Читаем Прогулки по Серебряному веку. Санкт-Петербург полностью

Да, впервые Лукницкий пришел в Мраморный 8 декабря 1924 года. И ровно 8 декабря, но в 1929-м, войдет сюда в последний раз. «Судьба выдумывает страшные юбилеи», – запишет. Придет помочь ей забрать отсюда последние вещи. Из чувства долга – ибо был уже другим. За полгода до этого, в июле, его арестовали (кажется, за хранение архива Гумилева), и, хотя в тюрьме продержали лишь три дня, он выйдет из нее другим. «Я понял: мировая коммунистическая революция, которая сейчас совершается, – права и дело ее священное… Сколько драгоценного времени, энергии и сил потеряно. Все никак не мог уйти “из барских садоводств поэзии”, из “соловьиного сада”». Это от нее не мог уйти. Через тридцать три года, в 1962 году, за четыре года до ее смерти и за одиннадцать до его (он ведь и был младше ее на одиннадцать лет), они увидятся в Доме творчества в Комарове, и он назовет их прожитую жизнь «разнобережной»[25].

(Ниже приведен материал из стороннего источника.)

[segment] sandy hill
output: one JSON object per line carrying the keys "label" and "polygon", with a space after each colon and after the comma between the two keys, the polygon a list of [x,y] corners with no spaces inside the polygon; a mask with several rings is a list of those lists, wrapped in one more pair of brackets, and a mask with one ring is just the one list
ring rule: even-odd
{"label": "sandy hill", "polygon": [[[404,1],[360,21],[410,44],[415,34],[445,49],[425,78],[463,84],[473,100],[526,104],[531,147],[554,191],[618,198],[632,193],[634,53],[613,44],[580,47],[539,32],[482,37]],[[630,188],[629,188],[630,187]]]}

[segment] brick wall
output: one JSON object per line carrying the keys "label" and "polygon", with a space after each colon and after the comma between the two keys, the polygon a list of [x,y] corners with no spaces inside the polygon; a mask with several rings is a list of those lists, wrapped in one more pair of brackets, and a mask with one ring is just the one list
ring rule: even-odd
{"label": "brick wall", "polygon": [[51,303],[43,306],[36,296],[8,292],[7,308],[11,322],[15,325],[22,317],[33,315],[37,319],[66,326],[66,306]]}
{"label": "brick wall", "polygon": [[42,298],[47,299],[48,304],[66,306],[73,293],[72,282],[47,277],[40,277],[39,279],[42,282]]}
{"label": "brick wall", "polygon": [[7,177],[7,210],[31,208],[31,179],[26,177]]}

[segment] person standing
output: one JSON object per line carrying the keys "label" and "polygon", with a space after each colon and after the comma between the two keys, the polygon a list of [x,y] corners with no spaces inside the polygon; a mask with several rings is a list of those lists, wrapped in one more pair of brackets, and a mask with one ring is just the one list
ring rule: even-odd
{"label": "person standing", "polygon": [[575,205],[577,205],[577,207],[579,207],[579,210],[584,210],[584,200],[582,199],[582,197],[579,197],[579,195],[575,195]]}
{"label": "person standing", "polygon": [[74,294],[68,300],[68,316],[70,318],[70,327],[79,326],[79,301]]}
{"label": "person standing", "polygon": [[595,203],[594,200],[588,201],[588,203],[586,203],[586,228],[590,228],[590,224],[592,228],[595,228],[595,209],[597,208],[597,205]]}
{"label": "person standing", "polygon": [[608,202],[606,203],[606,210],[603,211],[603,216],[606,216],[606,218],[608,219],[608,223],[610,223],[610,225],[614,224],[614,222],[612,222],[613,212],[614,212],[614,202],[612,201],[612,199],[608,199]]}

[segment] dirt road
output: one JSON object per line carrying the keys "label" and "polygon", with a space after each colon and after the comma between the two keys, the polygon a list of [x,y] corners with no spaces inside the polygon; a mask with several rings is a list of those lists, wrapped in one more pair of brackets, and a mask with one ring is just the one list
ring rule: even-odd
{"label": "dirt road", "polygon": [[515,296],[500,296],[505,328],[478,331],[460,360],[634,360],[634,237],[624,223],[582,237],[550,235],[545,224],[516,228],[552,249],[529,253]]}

Впрочем, вернемся в Мраморный. Отсюда Ахматова перевезла вещи в 1929 году. Бюро, два кресла, трюмо, столик, буфетик со стеклом. Вся эта мебель, оказывается, была из дореволюционной квартиры Судейкиных, когда они жили то ли в доме Адамини, то ли по новому уже адресу (Разъезжая, 16/18). И двуспальная, кстати, кровать, которая, как выяснится позже, была «с историей». Кровать короче обычной, и Ахматова могла лежать на ней только наискосок. Почему короче? Да потому что Олечка Судейкина, расставшись с Сергеем Судейкиным, получив от него и эту кровать, и всю их совместную «стотысячную обстановку» (так не без некоторой злости скажет потом новая жена Судейкина!), став женой композитора Артура Лурье, самолично отпилит от кровати кусок. Та, видите ли, не помещалась в какую-то нишу уже их с Лурье новой квартиры. Лурье, как рассказывала Ахматова Лукницкому, рассвирепел и купил новую кровать. А эта, “отпиленная”, перешла к Ахматовой. «Что же было дальше?» – спросил ее Лукницкий. Ахматова рассмеялась: «А ничего. Их семейная жизнь тем и кончилась…»

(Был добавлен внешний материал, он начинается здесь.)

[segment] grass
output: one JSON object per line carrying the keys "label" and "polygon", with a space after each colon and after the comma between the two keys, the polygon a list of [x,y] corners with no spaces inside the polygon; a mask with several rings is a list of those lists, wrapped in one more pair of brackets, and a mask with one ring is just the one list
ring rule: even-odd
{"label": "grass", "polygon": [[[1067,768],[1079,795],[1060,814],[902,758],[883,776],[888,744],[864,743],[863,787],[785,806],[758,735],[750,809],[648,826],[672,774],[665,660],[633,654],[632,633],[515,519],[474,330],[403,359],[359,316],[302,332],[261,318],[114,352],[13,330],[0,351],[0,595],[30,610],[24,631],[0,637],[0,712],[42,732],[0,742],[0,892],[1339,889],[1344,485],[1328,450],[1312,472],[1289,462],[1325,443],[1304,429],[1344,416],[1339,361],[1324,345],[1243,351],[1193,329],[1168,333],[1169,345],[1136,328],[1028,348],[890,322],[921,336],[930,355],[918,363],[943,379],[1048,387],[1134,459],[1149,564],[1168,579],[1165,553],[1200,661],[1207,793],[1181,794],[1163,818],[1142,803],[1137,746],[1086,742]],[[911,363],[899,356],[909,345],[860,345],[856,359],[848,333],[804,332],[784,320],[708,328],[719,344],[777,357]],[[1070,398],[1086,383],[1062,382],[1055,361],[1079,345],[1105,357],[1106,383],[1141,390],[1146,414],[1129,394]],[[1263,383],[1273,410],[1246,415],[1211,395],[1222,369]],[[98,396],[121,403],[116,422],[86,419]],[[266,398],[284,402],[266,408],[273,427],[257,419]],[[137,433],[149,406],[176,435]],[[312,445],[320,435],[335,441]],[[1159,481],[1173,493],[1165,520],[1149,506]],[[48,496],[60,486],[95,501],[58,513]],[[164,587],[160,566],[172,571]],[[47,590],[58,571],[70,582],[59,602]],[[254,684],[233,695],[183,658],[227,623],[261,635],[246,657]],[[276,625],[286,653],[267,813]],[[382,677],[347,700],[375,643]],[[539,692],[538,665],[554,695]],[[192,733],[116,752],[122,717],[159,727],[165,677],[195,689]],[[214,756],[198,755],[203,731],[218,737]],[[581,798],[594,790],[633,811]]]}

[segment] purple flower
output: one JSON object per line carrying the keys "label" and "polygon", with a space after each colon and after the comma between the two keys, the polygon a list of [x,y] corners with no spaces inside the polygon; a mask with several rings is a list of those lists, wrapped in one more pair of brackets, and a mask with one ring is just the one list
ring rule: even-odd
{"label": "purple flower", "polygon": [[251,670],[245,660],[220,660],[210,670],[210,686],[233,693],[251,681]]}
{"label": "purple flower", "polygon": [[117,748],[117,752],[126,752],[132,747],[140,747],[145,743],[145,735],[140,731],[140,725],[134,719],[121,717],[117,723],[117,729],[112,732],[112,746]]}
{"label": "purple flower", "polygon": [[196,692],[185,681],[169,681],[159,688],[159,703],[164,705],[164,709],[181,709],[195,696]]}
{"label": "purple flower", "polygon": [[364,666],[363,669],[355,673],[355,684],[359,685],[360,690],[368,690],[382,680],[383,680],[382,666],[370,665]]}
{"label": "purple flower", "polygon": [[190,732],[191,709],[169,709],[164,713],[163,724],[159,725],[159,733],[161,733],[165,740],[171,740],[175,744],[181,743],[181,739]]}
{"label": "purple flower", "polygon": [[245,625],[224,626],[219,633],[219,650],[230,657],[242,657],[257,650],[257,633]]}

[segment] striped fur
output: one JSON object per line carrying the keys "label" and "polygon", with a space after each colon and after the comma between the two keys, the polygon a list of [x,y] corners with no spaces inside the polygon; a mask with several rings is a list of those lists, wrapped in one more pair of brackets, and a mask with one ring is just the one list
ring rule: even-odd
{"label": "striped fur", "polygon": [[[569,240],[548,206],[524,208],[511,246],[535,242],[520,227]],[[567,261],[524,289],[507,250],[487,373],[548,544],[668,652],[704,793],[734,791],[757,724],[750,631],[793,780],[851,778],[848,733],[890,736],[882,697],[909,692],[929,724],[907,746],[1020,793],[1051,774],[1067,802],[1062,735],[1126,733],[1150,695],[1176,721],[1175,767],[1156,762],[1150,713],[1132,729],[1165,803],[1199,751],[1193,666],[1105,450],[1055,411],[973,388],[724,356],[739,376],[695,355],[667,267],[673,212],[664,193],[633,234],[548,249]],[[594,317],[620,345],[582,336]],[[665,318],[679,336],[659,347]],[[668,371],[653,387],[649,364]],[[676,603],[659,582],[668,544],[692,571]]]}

Кончилась, добавлю, не без помощи Ахматовой. И даже не без помощи Шилейко, который оказался чудовищно, фантастически ревнив. Вообще он называл Ахматову Акумой, что переводил как «нечистая сила», хотя по-японски, по мнению переводчика И.Иваницкого, это звучит и как «уличная женщина». Видимо, двойное, тройное толкование[26]. Она же стала звать его в ответ – Букан. Когда-то, в стихах 1917 года, она ему написала о тяжелой доле быть его женой: «Ты всегда таинственный и новый, // Я тебе послушней с каждым днем. // Но любовь твоя, о друг суровый, // Испытание железом и огнем…» Позже напишет резче: «Если надо – меня убей, // Но не будь со мною суров. // От меня не хочешь детей // И не любишь моих стихов»…

Стихи ее, мне думается, он любил, и, возможно, все больше и больше. А вот ее, пожив с ней, любил, кажется, все меньше и меньше.

Сначала, еще до встречи ее с Пуниным и Лукницким, этот Букан страшно ревновал ее. Ревновал, представьте, не только к мужчинам – к стихам. Ревновал к письмам, которые принуждал, не читая, уничтожать, и даже к выступлениям ее перед публикой. Более того, из ревности он, уходя по делам из Мраморного дворца, запирал, вообразите, ворота на улицу, чтобы она не могла уйти. Как в средневековье!

А «спасали» ее из заточения в 1920-м как раз Судейкина и Артур Лурье (Лурье при советской власти стал комиссаром музотдела при Наркомпросе, который в те дни располагался – надо же! – в главном корпусе Мраморного дворца, по соседству с квартирой Шилейко). Уж как они договаривались с Ахматовой – неизвестно, но оба подходили к закрытым воротам и ждали ее… Створки этих огромных ворот целы и сегодня. Ныне их закрыть невозможно – они просто «вросли» в землю. А девяносто лет назад Акума была настолько тощей, что легко «выползала из-под ворот, как змея». На улице ее, смеясь, встречали Артур и Ольга. Факт, согласитесь, невероятный, но – красивый! Ответ Букану – «грозному» мужу! Историю эту со слов Артура приводит в своей книге И. Грэм, эмигрантская любовь Лурье…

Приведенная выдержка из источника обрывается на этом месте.